Ron Weinstock's semi-regular collection of observations, reviews and more about blues, jazz and other matters informed by the blues tradition.
Tuesday, May 30, 2006
Robert Johnson Not the Single Most Influential Bluesman
Excuse me if I am a bit grumpy. Was watching a PBS broadcast after midnight this morning which was about the blues and this talking head who may have been associated with the Delta Blues Museum giving the same old stereotypical blues history from the Delta to Chicago and he spouts out the nonsense of Robert Johnson being the single most influential bluesman of all time and how blues as we know it would not exist. He even said Johnson is one of the two or three most pivotal artists in American music. They they give the example of Eric Clapton and Keith Richards as if that proves anything about Johnson's influence. The fact that people playing"blues" today, especially the popularizers and imitators, call Robert Johnson the greatest bluesman is irrelevant since their music is essentially a sidebar to the blues history.

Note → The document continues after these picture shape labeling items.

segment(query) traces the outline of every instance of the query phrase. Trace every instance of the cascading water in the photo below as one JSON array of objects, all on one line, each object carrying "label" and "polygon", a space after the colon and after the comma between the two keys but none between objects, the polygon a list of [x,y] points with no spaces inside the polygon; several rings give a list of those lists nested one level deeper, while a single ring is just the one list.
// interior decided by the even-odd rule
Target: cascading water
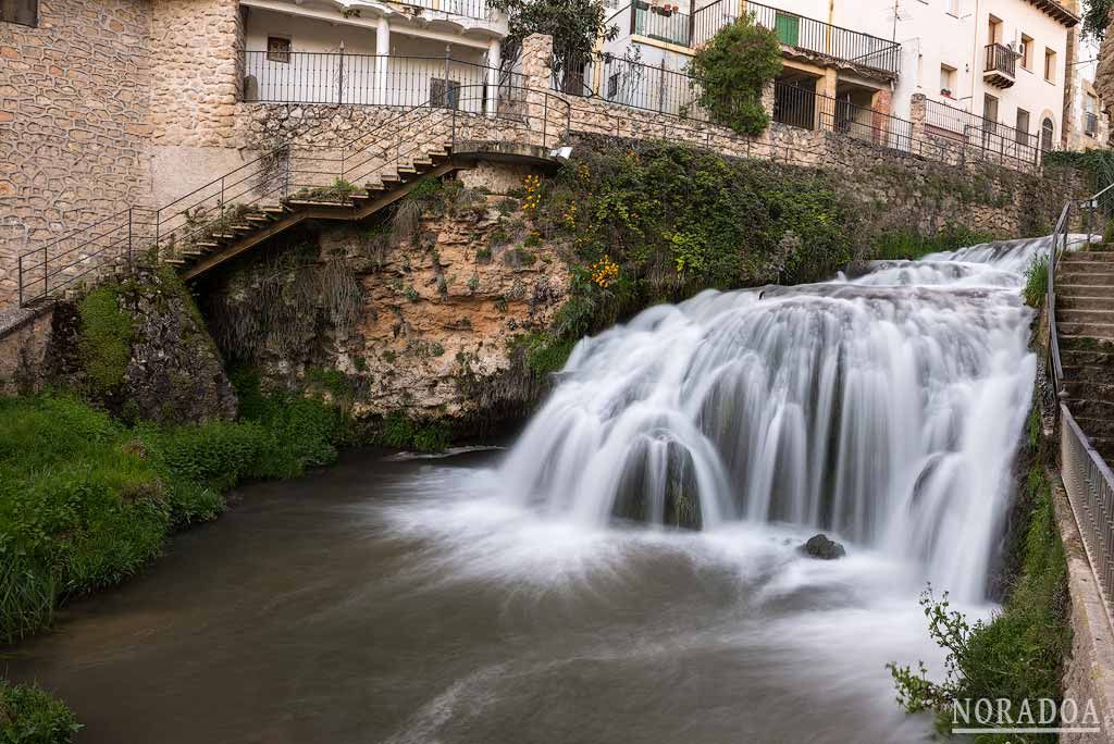
[{"label": "cascading water", "polygon": [[576,347],[508,498],[589,525],[808,526],[978,598],[1036,370],[1018,288],[1047,246],[652,307]]}]

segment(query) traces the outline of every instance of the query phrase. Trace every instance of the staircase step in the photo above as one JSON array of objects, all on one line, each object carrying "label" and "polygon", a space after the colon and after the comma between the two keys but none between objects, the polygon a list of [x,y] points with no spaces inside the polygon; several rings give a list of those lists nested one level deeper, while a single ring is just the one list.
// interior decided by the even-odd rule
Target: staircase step
[{"label": "staircase step", "polygon": [[[1104,265],[1103,268],[1106,268]],[[1114,287],[1114,272],[1083,271],[1076,264],[1056,272],[1056,283],[1066,285]]]},{"label": "staircase step", "polygon": [[1097,341],[1114,341],[1114,323],[1064,323],[1056,319],[1061,335],[1088,336]]},{"label": "staircase step", "polygon": [[[1067,372],[1064,372],[1067,376]],[[1114,384],[1103,382],[1091,382],[1086,380],[1072,380],[1067,378],[1064,383],[1069,400],[1092,400],[1114,403]]]},{"label": "staircase step", "polygon": [[1114,421],[1114,403],[1106,401],[1069,400],[1067,408],[1076,419]]},{"label": "staircase step", "polygon": [[1104,310],[1114,311],[1114,294],[1108,296],[1072,294],[1063,295],[1056,287],[1056,312],[1062,310]]},{"label": "staircase step", "polygon": [[1114,310],[1092,310],[1089,307],[1056,307],[1057,323],[1114,324]]},{"label": "staircase step", "polygon": [[1114,263],[1114,251],[1069,251],[1059,258],[1061,266]]},{"label": "staircase step", "polygon": [[[1071,409],[1072,404],[1068,403],[1067,408]],[[1087,437],[1114,438],[1114,420],[1077,417],[1075,415],[1075,411],[1072,411],[1072,415],[1075,418],[1075,422],[1079,424],[1079,429],[1083,429],[1083,433]]]}]

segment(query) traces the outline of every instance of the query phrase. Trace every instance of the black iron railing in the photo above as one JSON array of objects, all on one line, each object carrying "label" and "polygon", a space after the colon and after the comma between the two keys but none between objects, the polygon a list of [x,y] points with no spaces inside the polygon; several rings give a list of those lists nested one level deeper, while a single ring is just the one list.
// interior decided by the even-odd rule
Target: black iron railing
[{"label": "black iron railing", "polygon": [[700,89],[695,78],[667,69],[664,61],[653,66],[615,55],[590,55],[555,72],[550,88],[658,114],[707,118],[696,104]]},{"label": "black iron railing", "polygon": [[53,296],[140,254],[166,258],[199,252],[260,205],[352,204],[363,186],[385,183],[431,149],[501,151],[502,145],[516,144],[548,151],[565,141],[568,101],[548,91],[508,90],[522,104],[515,111],[477,112],[488,95],[485,86],[458,88],[451,99],[436,94],[344,143],[287,141],[163,207],[127,209],[67,234],[19,256],[20,304]]},{"label": "black iron railing", "polygon": [[926,101],[926,133],[1001,160],[1039,165],[1040,137],[936,100]]},{"label": "black iron railing", "polygon": [[468,87],[487,87],[472,101],[477,111],[496,110],[521,88],[521,75],[452,57],[400,57],[292,51],[245,51],[244,101],[418,106]]},{"label": "black iron railing", "polygon": [[1000,43],[988,43],[986,46],[985,72],[1000,72],[1010,78],[1017,76],[1017,55],[1009,47]]},{"label": "black iron railing", "polygon": [[801,129],[832,131],[878,147],[912,150],[912,123],[908,119],[798,85],[774,84],[773,119]]},{"label": "black iron railing", "polygon": [[432,10],[449,16],[460,16],[462,18],[475,18],[477,20],[490,20],[495,18],[494,11],[488,8],[487,0],[391,0],[395,4],[411,6],[422,10]]},{"label": "black iron railing", "polygon": [[[901,71],[901,45],[869,33],[832,26],[759,2],[743,0],[743,12],[771,29],[786,47],[841,62],[897,76]],[[739,18],[739,0],[717,0],[693,13],[692,45],[706,43],[724,26]]]}]

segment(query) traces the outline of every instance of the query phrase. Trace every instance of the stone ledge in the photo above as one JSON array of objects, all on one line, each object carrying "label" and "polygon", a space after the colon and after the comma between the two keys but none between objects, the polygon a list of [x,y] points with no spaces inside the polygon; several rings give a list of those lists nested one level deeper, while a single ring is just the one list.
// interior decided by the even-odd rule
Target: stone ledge
[{"label": "stone ledge", "polygon": [[1059,473],[1049,473],[1049,481],[1072,600],[1072,658],[1064,669],[1064,696],[1075,698],[1081,709],[1093,699],[1103,728],[1100,734],[1063,734],[1059,741],[1106,744],[1114,742],[1114,630]]}]

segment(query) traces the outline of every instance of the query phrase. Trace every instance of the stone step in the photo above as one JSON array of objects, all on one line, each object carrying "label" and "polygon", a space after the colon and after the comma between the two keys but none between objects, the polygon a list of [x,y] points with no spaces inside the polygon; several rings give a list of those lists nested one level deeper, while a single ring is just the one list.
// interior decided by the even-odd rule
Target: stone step
[{"label": "stone step", "polygon": [[1114,324],[1114,310],[1093,310],[1091,307],[1056,307],[1057,323],[1098,323]]},{"label": "stone step", "polygon": [[[1067,408],[1071,409],[1072,404],[1068,403]],[[1083,429],[1083,433],[1087,437],[1098,437],[1100,439],[1114,438],[1114,421],[1110,419],[1081,418],[1075,415],[1075,411],[1072,411],[1072,415],[1075,417],[1075,422],[1079,424],[1079,429]]]},{"label": "stone step", "polygon": [[1114,403],[1107,401],[1069,400],[1067,409],[1076,419],[1114,421]]},{"label": "stone step", "polygon": [[1075,264],[1108,264],[1114,263],[1114,251],[1071,251],[1059,258],[1061,266]]},{"label": "stone step", "polygon": [[1065,370],[1064,390],[1067,391],[1068,400],[1092,400],[1114,403],[1114,384],[1108,382],[1094,382],[1089,380],[1078,380],[1067,376]]},{"label": "stone step", "polygon": [[1106,297],[1111,287],[1093,284],[1073,284],[1056,280],[1056,297]]},{"label": "stone step", "polygon": [[1107,310],[1114,311],[1114,294],[1108,296],[1087,294],[1061,294],[1056,287],[1056,312],[1062,310]]},{"label": "stone step", "polygon": [[[1102,268],[1106,268],[1105,265]],[[1062,266],[1056,272],[1056,284],[1067,286],[1105,286],[1114,288],[1114,272],[1105,271],[1083,271],[1078,264]]]},{"label": "stone step", "polygon": [[1064,323],[1056,319],[1061,335],[1088,336],[1097,341],[1114,341],[1114,323]]}]

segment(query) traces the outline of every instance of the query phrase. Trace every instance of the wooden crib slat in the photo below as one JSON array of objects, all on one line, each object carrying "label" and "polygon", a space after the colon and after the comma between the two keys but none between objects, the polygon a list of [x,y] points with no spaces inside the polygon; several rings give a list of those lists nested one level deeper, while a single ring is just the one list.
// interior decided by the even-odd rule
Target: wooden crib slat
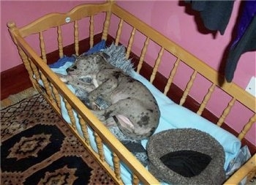
[{"label": "wooden crib slat", "polygon": [[164,91],[164,94],[166,95],[167,93],[169,91],[169,89],[170,89],[170,85],[172,84],[173,83],[173,78],[175,76],[175,74],[177,72],[177,69],[178,69],[178,64],[179,64],[179,62],[180,62],[181,59],[179,58],[177,58],[176,62],[174,63],[174,65],[173,65],[173,69],[170,71],[170,76],[168,78],[168,80],[166,83],[166,86],[165,87],[165,91]]},{"label": "wooden crib slat", "polygon": [[119,43],[121,33],[121,29],[123,27],[123,23],[124,23],[124,20],[122,19],[120,19],[119,24],[118,24],[118,29],[117,30],[116,36],[116,40],[115,40],[116,45],[118,45]]},{"label": "wooden crib slat", "polygon": [[63,43],[62,43],[62,34],[61,34],[61,26],[58,26],[57,33],[58,33],[59,55],[59,58],[62,58],[64,54],[63,54]]},{"label": "wooden crib slat", "polygon": [[106,18],[104,22],[102,39],[107,40],[108,29],[110,23],[111,12],[106,12]]},{"label": "wooden crib slat", "polygon": [[235,102],[236,102],[236,98],[234,98],[234,97],[232,98],[232,99],[229,102],[227,107],[224,110],[222,116],[220,116],[220,118],[217,122],[218,126],[222,125],[227,114],[230,112],[230,110],[231,110],[233,105],[234,105]]},{"label": "wooden crib slat", "polygon": [[78,21],[75,20],[74,23],[74,43],[75,52],[76,56],[79,56],[79,38],[78,38]]},{"label": "wooden crib slat", "polygon": [[98,149],[98,154],[99,155],[99,159],[102,162],[105,162],[105,154],[103,150],[102,140],[96,132],[94,132],[94,135],[95,137],[95,142],[97,145],[97,148]]},{"label": "wooden crib slat", "polygon": [[113,153],[113,161],[116,177],[118,181],[121,181],[120,159],[115,152]]},{"label": "wooden crib slat", "polygon": [[161,48],[161,50],[160,50],[160,52],[158,53],[158,57],[156,60],[156,62],[155,62],[155,64],[154,64],[154,67],[153,68],[153,71],[152,71],[152,74],[150,77],[150,83],[153,83],[154,78],[156,78],[156,75],[157,75],[157,72],[158,71],[158,67],[160,64],[160,61],[161,61],[161,59],[162,59],[162,54],[164,53],[164,50],[165,50],[165,48]]},{"label": "wooden crib slat", "polygon": [[211,87],[209,88],[208,93],[203,97],[203,102],[200,105],[200,107],[199,107],[199,109],[198,109],[198,110],[197,112],[197,114],[198,114],[200,116],[202,114],[203,110],[205,109],[205,107],[206,106],[206,104],[207,104],[208,101],[209,101],[209,99],[211,98],[211,94],[214,91],[215,86],[216,86],[216,85],[214,83],[213,83],[211,86]]},{"label": "wooden crib slat", "polygon": [[244,129],[242,129],[242,131],[240,132],[239,135],[238,135],[238,139],[239,140],[242,140],[245,135],[248,132],[248,131],[251,129],[251,127],[252,127],[252,125],[254,124],[255,124],[256,121],[256,113],[255,113],[249,120],[248,123],[245,124],[245,126],[244,127]]},{"label": "wooden crib slat", "polygon": [[54,95],[57,106],[59,108],[59,110],[61,110],[61,98],[60,98],[61,95],[58,92],[57,89],[54,87],[54,86],[53,84],[50,84],[50,85],[51,85],[51,88],[53,90],[53,93]]},{"label": "wooden crib slat", "polygon": [[42,31],[39,32],[39,41],[40,41],[40,49],[42,61],[47,63],[46,59],[46,51],[45,51],[45,45],[44,41],[44,37],[42,36]]},{"label": "wooden crib slat", "polygon": [[52,93],[48,80],[45,78],[44,74],[40,70],[39,71],[39,72],[40,74],[40,77],[41,77],[41,80],[42,81],[42,83],[44,84],[44,87],[46,90],[46,93],[47,93],[48,99],[50,99],[50,102],[56,105],[56,102],[53,101],[53,93]]},{"label": "wooden crib slat", "polygon": [[139,178],[136,176],[135,174],[133,174],[132,175],[132,184],[137,185],[137,184],[139,184],[139,183],[140,183]]},{"label": "wooden crib slat", "polygon": [[136,31],[136,29],[133,28],[132,29],[132,31],[131,33],[131,37],[129,37],[129,44],[128,44],[128,46],[127,46],[127,54],[125,56],[125,57],[127,59],[129,58],[129,53],[131,53],[131,49],[132,49],[132,44],[133,44],[134,37],[135,37],[135,31]]},{"label": "wooden crib slat", "polygon": [[187,85],[185,91],[183,93],[182,97],[181,97],[181,101],[179,102],[180,105],[182,105],[185,102],[187,97],[189,94],[189,91],[190,91],[190,89],[191,89],[191,88],[192,88],[192,85],[194,83],[194,80],[195,79],[195,76],[197,75],[197,72],[196,71],[193,72],[193,74],[192,75],[192,76],[190,78],[190,80],[189,80],[189,83]]},{"label": "wooden crib slat", "polygon": [[90,17],[90,48],[94,47],[94,16]]},{"label": "wooden crib slat", "polygon": [[143,48],[142,49],[140,57],[140,61],[139,61],[139,63],[138,63],[138,67],[137,67],[137,72],[138,73],[140,73],[140,71],[141,69],[142,64],[144,61],[146,52],[147,51],[147,49],[148,49],[148,43],[149,43],[149,38],[147,37],[146,41],[144,42],[144,46],[143,46]]},{"label": "wooden crib slat", "polygon": [[86,121],[83,119],[83,118],[79,114],[78,116],[80,125],[81,126],[81,129],[83,132],[83,135],[85,139],[85,141],[88,146],[91,146],[89,135],[88,134],[88,127],[86,126]]},{"label": "wooden crib slat", "polygon": [[30,61],[30,66],[33,70],[33,72],[34,74],[34,77],[36,78],[37,82],[39,82],[39,80],[40,80],[40,75],[39,75],[39,72],[37,69],[37,67],[34,65],[34,64],[31,61],[31,59],[29,58],[29,60]]},{"label": "wooden crib slat", "polygon": [[66,99],[64,98],[63,101],[65,103],[65,107],[66,107],[66,109],[67,111],[67,114],[68,114],[69,119],[70,119],[72,127],[76,131],[77,129],[76,129],[76,126],[75,126],[75,116],[74,116],[72,108],[70,104],[67,101]]},{"label": "wooden crib slat", "polygon": [[28,56],[26,55],[26,53],[21,49],[21,48],[20,46],[17,45],[17,48],[18,48],[19,55],[20,56],[21,60],[25,65],[25,68],[27,69],[27,71],[29,72],[29,78],[31,80],[32,80],[33,79],[33,72],[31,69],[31,67],[30,65],[30,64],[32,64],[32,62],[29,61]]}]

Hey Johnson is a great artist and did influence a number of very important artists, but even the modern Chicago blues was foreshadowed in earlier artists like Memphis Slim, Washboard Sam, Sonny Boy Williamson, not Rice Miller, and there was a bit of Charlie Christian's influence in the playing of Robert Lockwood, Jr., Johnson's stepson who was a major influence on post-war Chicago guitarists. 'Good Rockin Tonite,' Roy Brown's classic was a helluva lot more influential than 'Hellhound on My Trail' and modern blues would be far more different without the lead of T-Bone Walker (influenced by Blind Lemon Jefferson) and the likes of Gatemouth Brown, Guitar Slim, BB King and Lowell Fulson, or pianists like Amos Milburn and Fats Domino.